School of Women's and Children's Health, University of New South Wales, Sydney, Australia.
Department of Maternal Fetal Medicine, Royal Hospital for Women, Sydney, Australia.
J Matern Fetal Neonatal Med. 2021 Apr;34(8):1269-1276. doi: 10.1080/14767058.2019.1633303. Epub 2019 Jun 26.
In this study, we aimed to comprehensively evaluate risk factors, ultrasound estimation of fetal weight, prenatal management, and pregnancy outcomes of gastroschisis and omphalocele at a metropolitan Australian hospital.
This was a retrospective single-center cohort study from 2006 to 2014 at a tertiary hospital with colocated neonatal surgical facilities. Demographic, pregnancy, ultrasound, birth and neonatal data were compared between gastroschisis and omphalocele. Correlation between routine (Hadlock 1 &2) and specific (Siemer) estimated fetal weight (EFW) estimation formulae with birth weight (BW) was made for those 50 gastroschisis cases with ≥2 third trimester scans and last scan ≤2 weeks prior to birth.
There were 126 abdominal wall defects: 83 gastroschisis and 43 omphalocele. Consistent with international literature, the average maternal age was lower for gastroschisis and rates of smoking higher, while there were more intrauterine deaths and pregnancy terminations in omphalocele. Gastroschisis mothers were more likely living outside Sydney, had more infections in pregnancy and were followed with a larger number of antenatal visits, with a shorter period from the last visit to birth. In omphalocele pregnancies, amniocentesis was more likely performed, with more abnormal results than in gastroschisis fetuses. All EFW formulae had a good correlation between Z score for the last US and actual BW (ICC 0.693-0.815), with Hadlock 2 being the best. Siemer formula had the best correlation from first to the last scan. Gastroschisis newborns were born earlier (36.8 versus 38.2 wks = .001), with smaller birthweight (2.52 versus 3.03 kg, < .001), a longer request of intensive care (central line, parenteral nutrition, intubation) and second surgery, along with more multisystem complications (average 1.5 versus 0.7, = .004) and a longer hospital stay (58.8 versus 36.8 d, < .001).

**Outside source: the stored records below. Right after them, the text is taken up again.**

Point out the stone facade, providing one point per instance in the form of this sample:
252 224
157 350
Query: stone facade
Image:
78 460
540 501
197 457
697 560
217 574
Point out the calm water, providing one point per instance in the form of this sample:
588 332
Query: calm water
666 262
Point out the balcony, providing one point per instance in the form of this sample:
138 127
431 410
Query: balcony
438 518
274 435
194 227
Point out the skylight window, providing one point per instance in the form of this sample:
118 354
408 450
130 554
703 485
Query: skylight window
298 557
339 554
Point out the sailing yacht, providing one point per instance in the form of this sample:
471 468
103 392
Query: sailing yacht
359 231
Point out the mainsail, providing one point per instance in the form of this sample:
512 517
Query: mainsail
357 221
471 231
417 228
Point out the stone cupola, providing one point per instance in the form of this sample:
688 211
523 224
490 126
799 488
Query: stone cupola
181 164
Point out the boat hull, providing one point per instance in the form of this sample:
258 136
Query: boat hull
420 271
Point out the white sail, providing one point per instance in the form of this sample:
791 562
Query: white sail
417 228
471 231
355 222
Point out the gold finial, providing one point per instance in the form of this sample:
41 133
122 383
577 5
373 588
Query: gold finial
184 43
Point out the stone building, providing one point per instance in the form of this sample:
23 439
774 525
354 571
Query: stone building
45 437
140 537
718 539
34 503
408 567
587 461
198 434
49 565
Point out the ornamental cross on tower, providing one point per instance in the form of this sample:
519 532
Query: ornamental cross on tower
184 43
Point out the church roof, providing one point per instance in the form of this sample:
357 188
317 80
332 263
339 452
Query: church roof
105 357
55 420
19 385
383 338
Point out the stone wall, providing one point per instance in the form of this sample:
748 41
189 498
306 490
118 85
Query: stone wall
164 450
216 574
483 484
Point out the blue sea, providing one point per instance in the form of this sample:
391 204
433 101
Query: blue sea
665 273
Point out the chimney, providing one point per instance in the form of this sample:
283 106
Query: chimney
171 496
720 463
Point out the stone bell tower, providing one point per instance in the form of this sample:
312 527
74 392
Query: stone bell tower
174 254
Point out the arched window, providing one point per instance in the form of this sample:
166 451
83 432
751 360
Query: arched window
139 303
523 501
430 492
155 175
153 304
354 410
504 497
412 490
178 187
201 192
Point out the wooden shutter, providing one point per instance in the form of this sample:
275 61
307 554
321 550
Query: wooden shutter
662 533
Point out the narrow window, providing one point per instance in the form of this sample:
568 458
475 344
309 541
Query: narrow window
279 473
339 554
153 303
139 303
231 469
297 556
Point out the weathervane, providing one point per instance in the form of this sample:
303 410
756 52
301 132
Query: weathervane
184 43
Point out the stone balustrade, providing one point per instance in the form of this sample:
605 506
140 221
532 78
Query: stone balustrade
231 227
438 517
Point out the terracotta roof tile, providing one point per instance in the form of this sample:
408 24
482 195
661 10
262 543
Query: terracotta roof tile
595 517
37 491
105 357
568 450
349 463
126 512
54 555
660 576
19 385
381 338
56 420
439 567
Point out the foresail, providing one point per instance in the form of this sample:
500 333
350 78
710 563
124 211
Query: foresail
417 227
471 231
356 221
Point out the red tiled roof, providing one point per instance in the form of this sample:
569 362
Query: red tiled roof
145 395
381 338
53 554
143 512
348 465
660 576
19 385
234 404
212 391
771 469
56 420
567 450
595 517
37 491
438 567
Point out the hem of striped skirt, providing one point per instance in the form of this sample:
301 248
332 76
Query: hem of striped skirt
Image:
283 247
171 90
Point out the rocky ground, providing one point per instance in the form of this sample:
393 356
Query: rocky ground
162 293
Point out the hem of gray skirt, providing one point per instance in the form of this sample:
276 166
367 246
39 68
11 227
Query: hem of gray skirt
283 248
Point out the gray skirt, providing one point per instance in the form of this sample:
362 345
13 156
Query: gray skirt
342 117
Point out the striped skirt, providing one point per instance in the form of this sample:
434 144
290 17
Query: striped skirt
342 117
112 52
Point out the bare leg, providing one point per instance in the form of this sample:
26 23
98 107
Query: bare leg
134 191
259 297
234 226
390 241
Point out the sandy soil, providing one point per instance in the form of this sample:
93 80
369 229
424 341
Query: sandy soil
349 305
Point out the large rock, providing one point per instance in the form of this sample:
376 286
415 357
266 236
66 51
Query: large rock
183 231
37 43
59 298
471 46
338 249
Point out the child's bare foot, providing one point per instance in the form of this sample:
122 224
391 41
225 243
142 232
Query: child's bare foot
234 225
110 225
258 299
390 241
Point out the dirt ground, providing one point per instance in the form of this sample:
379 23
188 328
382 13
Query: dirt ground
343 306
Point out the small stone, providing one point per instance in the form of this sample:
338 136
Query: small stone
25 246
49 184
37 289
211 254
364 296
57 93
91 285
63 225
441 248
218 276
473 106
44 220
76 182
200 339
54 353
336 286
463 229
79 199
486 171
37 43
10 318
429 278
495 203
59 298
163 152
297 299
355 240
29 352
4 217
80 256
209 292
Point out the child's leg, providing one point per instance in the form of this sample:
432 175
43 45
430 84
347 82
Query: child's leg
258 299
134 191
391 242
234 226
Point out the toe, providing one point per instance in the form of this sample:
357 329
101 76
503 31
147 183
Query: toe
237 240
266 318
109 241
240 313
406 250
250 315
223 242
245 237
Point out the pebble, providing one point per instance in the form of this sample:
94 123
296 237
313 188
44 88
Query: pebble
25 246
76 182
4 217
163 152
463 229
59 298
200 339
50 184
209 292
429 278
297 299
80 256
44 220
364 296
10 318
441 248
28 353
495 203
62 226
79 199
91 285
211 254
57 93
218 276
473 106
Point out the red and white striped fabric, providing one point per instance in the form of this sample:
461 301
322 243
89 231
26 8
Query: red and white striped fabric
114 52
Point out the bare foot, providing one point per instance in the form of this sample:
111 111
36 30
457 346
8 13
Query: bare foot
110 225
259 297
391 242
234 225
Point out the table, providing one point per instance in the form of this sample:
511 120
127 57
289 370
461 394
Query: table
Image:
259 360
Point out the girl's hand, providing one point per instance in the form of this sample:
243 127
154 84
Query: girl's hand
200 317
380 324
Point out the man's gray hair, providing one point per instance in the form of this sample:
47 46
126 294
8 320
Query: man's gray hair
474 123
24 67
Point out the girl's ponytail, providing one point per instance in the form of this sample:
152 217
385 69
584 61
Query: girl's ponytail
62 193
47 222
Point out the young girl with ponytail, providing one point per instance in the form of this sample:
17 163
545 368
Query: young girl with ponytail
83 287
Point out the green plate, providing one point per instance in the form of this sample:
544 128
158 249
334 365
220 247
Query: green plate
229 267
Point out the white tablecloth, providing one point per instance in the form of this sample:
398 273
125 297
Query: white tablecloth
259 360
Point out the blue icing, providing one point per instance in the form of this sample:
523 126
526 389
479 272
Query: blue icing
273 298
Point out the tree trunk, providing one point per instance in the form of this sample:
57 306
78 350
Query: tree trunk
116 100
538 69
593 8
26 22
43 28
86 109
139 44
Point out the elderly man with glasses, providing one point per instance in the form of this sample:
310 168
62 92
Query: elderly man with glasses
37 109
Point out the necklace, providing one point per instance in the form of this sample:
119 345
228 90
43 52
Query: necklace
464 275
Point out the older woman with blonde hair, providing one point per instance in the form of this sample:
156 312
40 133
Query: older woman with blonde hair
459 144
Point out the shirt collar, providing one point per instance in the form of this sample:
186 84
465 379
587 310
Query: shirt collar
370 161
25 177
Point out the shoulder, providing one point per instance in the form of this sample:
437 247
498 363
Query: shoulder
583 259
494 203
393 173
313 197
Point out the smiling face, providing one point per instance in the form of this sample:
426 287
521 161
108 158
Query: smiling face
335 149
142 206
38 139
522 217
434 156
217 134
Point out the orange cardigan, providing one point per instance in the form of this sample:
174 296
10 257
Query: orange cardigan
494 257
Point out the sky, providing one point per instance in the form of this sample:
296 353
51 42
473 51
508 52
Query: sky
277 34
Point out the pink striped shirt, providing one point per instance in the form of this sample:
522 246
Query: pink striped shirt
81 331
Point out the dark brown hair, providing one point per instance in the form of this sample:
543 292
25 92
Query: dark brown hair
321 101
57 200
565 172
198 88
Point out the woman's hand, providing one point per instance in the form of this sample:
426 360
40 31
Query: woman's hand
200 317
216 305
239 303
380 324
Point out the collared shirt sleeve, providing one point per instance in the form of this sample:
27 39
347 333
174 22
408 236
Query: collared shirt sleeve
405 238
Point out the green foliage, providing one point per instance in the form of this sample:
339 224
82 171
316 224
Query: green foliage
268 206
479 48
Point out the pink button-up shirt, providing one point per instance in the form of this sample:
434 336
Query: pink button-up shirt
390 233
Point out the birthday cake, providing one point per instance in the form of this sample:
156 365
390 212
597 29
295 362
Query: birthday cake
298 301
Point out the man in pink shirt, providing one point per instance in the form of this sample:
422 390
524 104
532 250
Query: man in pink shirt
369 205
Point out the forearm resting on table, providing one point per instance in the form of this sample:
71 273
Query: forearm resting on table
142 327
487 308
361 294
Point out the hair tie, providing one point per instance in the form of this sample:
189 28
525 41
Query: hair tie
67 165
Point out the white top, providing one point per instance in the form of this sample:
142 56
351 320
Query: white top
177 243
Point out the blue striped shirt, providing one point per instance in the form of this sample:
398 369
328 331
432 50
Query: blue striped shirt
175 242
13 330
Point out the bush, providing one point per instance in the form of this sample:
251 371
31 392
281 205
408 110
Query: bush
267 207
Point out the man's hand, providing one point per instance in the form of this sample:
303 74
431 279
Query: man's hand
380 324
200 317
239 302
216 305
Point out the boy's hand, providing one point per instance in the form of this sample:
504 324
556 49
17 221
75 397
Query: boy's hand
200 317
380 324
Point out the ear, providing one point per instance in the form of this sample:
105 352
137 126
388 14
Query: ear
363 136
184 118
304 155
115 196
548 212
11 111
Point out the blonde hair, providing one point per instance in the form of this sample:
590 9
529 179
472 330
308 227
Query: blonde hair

Demographic, antenatal, and pregnancy outcome data for abdominal wall defects correlated well with the international literature. Hadlock 1-2 gave the most consistent EFW estimate, with all formulae showing good correlation.
本研究旨在综合评估澳大利亚大都市一家医院的腹裂和脐膨出的危险因素、胎儿体重的超声评估、产前管理和妊娠结局。
这是一项 2006 年至 2014 年在一家拥有新生儿外科设施的三级医院进行的回顾性单中心队列研究。比较了腹裂和脐膨出的人口统计学、妊娠、超声、分娩和新生儿数据。对 50 例至少有 2 次妊娠晚期扫描且最后一次扫描在出生前 2 周内的腹裂病例,比较了常规(Hadlock 1&2)和特定(Siemer)估计胎儿体重(EFW)公式与出生体重(BW)的相关性。
共有 126 例腹壁缺陷:83 例腹裂和 43 例脐膨出。与国际文献一致,腹裂患者的平均母亲年龄较低,吸烟率较高,而脐膨出患者的宫内死亡率和妊娠终止率较高。腹裂母亲更有可能居住在悉尼以外的地方,在妊娠期间有更多感染,并接受更多的产前检查,从最后一次就诊到分娩的时间更短。在脐膨出妊娠中,羊膜穿刺术更有可能进行,且胎儿异常结果的比例高于腹裂胎儿。所有 EFW 公式在末次 US 的 Z 评分与实际 BW 之间均具有良好的相关性(ICC 0.693-0.815),其中 Hadlock 2 最好。Siemer 公式从第一次到最后一次扫描的相关性最好。与脐膨出新生儿相比,腹裂新生儿出生更早(36.8 周 vs. 38.2 周,=0.001),出生体重更小(2.52 千克 vs. 3.03 千克,<0.001),需要更长时间的重症监护(中央静脉置管、肠外营养、插管)和二次手术,且多系统并发症更多(平均 1.5 例 vs. 0.7 例,=0.004),住院时间更长(58.8 天 vs. 36.8 天,<0.001)。
腹壁缺陷的人口统计学、产前和妊娠结局数据与国际文献相符。Hadlock 1-2 提供了最一致的 EFW 估计值,所有公式均显示出良好的相关性。